Once his speech about AI is over, the audience will be diving deep into how conspiracy theories can drive misinformation.

This speech will be given by Isobel Hamilton, a freshman dental hygiene major at SIU.

“In Michael Shermer’s Book he talks about a study where the participants that believe princess Diana faked her death were also more likely to say that she was murdered. The same goes for Osama Bin Laden. People who believed he was already dead when the U.S. special forces attacked his compound in Pakistan, were also more likely to believe he was still alive somewhere” Hamilton said.

Hamilton also has a few conspiracy theories that she likes more than the rest.

“I’m gonna go basic with like JFK or Marilyn Monroe conspiracy theories. I just think they are very fascinating. It's just fascinating the amount of things that you can find because it's been such a long time so there has been a lot of ‘evidence’ that has popped up since then so I think it gives people the sense of being their own detective” Hamilton said.

The speeches will now dig themselves out of the rabbit hole of these theories to delve into a different topic, sports media.

The speech given by Anthony Mootry, a sophomore sports administration major at SIU, will be focused on how sports media can hurt athletes.

One example he gives is how the media covered Simone Biles sexual assault case.

“Imagine if that was you and you were turning on the tv and every time you look, somebody else is talking about something you don’t want to think about. It was hurtful but she pushed passed this, she went to the Olympics in 2021 and she competed on the world stage that year with the mindset that she was going to compete for all sexual assault survivors. That weighed heavily on her” Mootry said.

Moorty says the way he presents his speech adds a lot to its quality.

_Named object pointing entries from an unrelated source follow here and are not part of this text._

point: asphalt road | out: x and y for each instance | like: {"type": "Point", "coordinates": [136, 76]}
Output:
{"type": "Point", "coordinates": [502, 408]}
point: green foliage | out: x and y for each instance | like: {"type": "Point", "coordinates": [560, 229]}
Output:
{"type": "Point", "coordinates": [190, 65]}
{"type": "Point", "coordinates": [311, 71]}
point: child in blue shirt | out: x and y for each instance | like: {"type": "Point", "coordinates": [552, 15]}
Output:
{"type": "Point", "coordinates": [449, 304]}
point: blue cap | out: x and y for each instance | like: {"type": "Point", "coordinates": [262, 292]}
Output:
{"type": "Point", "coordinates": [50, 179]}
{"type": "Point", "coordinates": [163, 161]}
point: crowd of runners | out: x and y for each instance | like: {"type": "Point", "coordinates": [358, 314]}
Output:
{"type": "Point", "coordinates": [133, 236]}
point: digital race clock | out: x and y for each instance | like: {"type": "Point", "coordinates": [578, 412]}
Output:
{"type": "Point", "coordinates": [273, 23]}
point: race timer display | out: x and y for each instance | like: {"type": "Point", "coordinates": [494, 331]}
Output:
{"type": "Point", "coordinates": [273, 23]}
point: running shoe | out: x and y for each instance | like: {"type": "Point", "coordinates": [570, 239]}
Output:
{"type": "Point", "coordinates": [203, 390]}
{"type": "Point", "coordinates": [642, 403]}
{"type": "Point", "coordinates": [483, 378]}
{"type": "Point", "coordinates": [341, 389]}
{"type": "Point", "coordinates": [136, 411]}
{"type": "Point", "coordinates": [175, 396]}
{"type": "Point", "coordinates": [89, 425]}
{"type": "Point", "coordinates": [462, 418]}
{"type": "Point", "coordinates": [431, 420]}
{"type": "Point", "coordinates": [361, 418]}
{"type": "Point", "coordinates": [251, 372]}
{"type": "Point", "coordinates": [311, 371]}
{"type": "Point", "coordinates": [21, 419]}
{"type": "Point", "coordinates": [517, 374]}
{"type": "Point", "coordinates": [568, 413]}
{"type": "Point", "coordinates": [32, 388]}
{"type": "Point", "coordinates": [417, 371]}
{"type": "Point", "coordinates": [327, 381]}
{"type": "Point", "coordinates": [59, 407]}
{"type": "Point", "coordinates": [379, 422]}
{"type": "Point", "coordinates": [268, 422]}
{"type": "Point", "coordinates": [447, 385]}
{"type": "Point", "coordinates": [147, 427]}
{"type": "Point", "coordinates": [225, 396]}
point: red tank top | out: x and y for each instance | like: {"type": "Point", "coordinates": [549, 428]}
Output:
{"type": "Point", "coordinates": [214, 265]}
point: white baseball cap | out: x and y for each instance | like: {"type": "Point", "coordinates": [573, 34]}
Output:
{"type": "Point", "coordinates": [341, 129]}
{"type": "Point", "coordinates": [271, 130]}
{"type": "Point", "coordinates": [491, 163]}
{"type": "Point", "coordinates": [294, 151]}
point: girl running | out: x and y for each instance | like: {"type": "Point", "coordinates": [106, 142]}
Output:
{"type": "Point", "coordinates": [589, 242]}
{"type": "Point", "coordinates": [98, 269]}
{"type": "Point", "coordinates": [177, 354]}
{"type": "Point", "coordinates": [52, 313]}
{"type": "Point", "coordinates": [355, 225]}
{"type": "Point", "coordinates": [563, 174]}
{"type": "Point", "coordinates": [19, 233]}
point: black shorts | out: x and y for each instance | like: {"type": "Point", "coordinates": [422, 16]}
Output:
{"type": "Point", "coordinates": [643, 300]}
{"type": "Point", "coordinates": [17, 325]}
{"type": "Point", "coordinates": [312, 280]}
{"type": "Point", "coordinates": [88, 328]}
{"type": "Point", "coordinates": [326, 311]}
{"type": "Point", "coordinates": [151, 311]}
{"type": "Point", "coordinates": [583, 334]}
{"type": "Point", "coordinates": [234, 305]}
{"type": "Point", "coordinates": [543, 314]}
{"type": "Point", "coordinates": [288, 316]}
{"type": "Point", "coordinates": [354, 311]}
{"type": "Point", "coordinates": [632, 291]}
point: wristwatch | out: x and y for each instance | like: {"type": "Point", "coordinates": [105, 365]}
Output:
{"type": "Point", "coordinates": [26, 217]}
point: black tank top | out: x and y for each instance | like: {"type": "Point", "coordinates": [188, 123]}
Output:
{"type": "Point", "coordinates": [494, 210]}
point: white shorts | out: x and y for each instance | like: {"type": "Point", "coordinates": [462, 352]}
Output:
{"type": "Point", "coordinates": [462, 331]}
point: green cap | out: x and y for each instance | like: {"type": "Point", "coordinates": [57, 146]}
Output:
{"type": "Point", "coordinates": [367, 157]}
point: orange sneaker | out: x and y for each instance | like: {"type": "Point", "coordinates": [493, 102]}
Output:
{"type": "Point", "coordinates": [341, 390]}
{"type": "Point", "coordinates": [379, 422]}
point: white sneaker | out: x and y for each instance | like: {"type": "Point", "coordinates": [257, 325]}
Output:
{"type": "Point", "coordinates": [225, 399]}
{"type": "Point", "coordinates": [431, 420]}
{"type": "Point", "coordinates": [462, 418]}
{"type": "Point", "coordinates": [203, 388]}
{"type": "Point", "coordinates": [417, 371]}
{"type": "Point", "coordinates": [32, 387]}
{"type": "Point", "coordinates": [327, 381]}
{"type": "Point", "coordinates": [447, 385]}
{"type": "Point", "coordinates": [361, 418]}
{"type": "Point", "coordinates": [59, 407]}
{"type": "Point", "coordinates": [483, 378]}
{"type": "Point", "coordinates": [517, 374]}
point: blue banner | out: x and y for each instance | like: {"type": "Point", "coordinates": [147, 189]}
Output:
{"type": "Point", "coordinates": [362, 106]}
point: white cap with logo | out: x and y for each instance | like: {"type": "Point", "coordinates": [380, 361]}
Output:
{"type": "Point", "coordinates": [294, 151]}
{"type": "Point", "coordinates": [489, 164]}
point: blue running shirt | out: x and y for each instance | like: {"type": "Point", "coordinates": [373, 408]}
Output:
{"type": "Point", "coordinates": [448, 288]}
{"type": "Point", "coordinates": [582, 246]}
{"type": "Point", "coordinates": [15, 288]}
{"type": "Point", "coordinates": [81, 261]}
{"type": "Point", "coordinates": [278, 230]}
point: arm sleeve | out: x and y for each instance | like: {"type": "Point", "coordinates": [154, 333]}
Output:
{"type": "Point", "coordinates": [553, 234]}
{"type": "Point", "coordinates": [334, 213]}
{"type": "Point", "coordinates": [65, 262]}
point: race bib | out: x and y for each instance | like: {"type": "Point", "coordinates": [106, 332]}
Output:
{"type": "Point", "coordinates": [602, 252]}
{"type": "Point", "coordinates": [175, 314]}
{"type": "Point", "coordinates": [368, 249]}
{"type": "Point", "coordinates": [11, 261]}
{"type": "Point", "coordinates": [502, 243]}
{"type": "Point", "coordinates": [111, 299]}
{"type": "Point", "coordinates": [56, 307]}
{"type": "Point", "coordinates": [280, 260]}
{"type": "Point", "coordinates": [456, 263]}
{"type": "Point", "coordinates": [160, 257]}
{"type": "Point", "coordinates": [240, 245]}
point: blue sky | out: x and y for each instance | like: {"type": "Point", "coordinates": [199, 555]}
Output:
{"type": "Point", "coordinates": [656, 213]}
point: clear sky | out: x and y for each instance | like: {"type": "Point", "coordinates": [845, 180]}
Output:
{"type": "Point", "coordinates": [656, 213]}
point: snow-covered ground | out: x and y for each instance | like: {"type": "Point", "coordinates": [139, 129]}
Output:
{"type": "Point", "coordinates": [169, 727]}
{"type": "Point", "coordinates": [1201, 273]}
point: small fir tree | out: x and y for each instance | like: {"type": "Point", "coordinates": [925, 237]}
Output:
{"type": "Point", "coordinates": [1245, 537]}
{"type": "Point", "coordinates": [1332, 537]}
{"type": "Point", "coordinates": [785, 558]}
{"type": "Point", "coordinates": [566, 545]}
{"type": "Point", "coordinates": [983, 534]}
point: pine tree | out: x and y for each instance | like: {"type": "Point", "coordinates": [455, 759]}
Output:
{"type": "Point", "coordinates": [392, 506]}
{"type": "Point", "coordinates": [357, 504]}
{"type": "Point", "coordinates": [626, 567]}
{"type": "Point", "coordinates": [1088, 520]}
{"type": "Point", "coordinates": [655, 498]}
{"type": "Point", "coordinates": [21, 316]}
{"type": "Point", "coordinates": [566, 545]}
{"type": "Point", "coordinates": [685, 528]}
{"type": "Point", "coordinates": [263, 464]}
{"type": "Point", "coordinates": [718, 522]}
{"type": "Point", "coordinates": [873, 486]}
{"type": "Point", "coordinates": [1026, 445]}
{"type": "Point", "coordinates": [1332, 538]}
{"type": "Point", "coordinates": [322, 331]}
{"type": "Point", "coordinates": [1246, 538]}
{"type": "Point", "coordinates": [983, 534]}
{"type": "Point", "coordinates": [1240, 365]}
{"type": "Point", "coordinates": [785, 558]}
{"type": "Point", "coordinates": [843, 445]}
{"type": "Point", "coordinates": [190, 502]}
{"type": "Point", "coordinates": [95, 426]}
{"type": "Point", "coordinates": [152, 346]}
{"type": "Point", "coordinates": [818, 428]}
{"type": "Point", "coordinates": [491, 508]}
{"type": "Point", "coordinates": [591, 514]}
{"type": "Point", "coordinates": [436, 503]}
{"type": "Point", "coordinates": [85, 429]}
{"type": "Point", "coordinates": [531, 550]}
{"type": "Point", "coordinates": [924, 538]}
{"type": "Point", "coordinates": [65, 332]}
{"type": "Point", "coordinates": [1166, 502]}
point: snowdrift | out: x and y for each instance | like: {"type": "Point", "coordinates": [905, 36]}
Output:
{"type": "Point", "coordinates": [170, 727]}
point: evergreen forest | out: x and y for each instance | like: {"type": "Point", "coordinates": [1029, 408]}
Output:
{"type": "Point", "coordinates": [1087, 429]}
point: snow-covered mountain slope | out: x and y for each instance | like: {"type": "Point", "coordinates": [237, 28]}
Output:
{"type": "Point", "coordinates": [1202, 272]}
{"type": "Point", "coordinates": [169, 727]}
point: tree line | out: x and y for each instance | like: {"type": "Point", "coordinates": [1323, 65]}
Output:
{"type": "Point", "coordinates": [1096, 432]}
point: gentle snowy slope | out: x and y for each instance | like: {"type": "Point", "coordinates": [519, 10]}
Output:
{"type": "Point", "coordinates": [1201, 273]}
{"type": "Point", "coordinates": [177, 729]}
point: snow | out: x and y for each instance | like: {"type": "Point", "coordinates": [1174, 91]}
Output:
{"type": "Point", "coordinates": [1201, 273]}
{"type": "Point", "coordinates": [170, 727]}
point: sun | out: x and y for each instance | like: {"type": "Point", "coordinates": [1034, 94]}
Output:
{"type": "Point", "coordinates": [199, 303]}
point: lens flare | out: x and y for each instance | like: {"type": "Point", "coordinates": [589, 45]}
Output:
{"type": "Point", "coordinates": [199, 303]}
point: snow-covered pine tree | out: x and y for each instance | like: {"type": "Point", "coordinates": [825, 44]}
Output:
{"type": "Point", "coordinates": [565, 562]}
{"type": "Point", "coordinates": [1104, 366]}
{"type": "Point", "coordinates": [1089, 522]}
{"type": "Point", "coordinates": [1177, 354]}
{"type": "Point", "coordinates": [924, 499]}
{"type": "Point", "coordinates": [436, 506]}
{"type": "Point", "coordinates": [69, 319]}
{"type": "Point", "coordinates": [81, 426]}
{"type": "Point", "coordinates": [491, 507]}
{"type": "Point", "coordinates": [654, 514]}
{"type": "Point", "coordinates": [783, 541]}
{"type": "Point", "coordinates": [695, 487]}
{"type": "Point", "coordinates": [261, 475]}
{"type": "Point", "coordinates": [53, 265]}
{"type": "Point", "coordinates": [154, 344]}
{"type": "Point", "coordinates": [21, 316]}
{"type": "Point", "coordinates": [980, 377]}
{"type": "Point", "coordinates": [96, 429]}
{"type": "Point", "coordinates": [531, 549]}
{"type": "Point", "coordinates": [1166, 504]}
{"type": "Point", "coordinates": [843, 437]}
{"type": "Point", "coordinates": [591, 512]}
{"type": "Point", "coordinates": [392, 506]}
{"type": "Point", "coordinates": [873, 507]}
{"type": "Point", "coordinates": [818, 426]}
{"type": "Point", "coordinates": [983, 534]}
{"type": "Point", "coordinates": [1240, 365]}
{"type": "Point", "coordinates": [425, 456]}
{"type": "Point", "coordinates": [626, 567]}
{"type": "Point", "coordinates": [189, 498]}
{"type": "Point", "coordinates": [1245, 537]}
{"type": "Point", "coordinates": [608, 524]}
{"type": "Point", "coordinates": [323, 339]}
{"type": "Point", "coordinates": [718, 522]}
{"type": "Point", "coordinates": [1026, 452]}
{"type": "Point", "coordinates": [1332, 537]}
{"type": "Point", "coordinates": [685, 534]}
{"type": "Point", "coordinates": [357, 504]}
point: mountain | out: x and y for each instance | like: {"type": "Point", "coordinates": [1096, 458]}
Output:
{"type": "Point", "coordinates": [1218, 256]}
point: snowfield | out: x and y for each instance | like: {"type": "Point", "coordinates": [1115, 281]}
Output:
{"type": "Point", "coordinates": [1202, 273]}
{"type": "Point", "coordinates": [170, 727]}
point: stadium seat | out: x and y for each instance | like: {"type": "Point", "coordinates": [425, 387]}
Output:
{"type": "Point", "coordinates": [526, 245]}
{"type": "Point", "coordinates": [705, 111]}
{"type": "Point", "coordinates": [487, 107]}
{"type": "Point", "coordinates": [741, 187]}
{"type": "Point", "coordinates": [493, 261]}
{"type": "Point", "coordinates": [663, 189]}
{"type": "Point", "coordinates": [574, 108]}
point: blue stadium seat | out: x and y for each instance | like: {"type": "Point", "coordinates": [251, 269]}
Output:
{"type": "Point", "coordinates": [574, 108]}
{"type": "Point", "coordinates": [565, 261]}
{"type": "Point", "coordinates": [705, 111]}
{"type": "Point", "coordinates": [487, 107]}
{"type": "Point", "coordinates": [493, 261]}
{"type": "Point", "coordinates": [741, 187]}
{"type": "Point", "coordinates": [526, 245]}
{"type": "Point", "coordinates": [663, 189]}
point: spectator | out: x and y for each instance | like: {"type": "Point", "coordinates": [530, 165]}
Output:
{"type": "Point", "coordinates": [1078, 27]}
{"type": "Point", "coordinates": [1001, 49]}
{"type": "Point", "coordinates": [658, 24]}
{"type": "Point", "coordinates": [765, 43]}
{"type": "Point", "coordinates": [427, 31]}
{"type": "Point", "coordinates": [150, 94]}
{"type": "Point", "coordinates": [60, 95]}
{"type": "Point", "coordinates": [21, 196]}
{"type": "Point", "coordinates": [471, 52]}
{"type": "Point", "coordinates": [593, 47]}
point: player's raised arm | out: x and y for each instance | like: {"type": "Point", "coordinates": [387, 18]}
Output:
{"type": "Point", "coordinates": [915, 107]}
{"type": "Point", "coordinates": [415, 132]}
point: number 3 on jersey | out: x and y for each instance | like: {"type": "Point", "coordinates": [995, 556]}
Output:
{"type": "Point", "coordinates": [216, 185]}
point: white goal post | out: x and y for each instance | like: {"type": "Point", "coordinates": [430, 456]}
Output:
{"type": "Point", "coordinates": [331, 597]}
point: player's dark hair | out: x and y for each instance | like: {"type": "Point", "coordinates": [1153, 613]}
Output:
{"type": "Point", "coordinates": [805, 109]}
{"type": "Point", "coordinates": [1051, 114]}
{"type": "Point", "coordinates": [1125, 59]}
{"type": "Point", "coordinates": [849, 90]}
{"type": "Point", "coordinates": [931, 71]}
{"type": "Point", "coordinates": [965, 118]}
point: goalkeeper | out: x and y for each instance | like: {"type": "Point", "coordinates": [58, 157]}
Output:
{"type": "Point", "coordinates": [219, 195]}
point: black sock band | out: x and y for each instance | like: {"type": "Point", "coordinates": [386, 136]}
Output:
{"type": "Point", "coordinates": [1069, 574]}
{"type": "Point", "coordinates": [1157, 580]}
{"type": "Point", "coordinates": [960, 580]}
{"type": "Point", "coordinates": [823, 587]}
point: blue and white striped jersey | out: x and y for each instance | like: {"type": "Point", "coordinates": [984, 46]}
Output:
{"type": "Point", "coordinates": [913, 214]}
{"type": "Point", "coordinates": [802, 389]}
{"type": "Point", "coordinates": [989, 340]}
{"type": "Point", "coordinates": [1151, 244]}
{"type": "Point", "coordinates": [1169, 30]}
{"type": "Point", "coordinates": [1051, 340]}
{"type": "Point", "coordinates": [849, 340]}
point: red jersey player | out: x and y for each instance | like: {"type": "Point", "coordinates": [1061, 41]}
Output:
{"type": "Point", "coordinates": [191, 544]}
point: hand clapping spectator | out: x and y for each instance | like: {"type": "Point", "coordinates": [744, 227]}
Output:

“Since I didn’t grow up in theater or I didn’t grow up in public speaking I just don’t have those references. I am not saying that it’s a good thing or a bad thing but it’s just different. It’s like how you were saying, I sound like I was just talking but since I sound like I am just talking, people will listen more. Since I add a lot of care and emotion to the way I present my speeches, I feel like that also aids” Moorty said.

The night will end with a speech about algorithms in media by Blessing Smithly, a junior psychology major at SIU.

“When algorithm’s personalize content for their users, this can potentially create something called a filter bubble. A filter bubble is what occurs when algorithms are so personalized that they effectively only show the content that aligns with and confirms a user's preexisting perspective. This may isolate the user from diverse and contradictory perspectives” Smithly said.

Smithly says she is passionate about this topic because she is close to someone whom these algorithms have affected.

“It’s just something that I am passionate about because I have seen it happen in the lives of people that are really close to me and maybe if they were a little informed or aware about the potential dangers of this sort of thing then maybe it could have been avoided” Smithly said.

The speakers forum will be Thursday at 7 p.m. in the SIU Student Center Auditorium and will be catered by Cristaudo’s.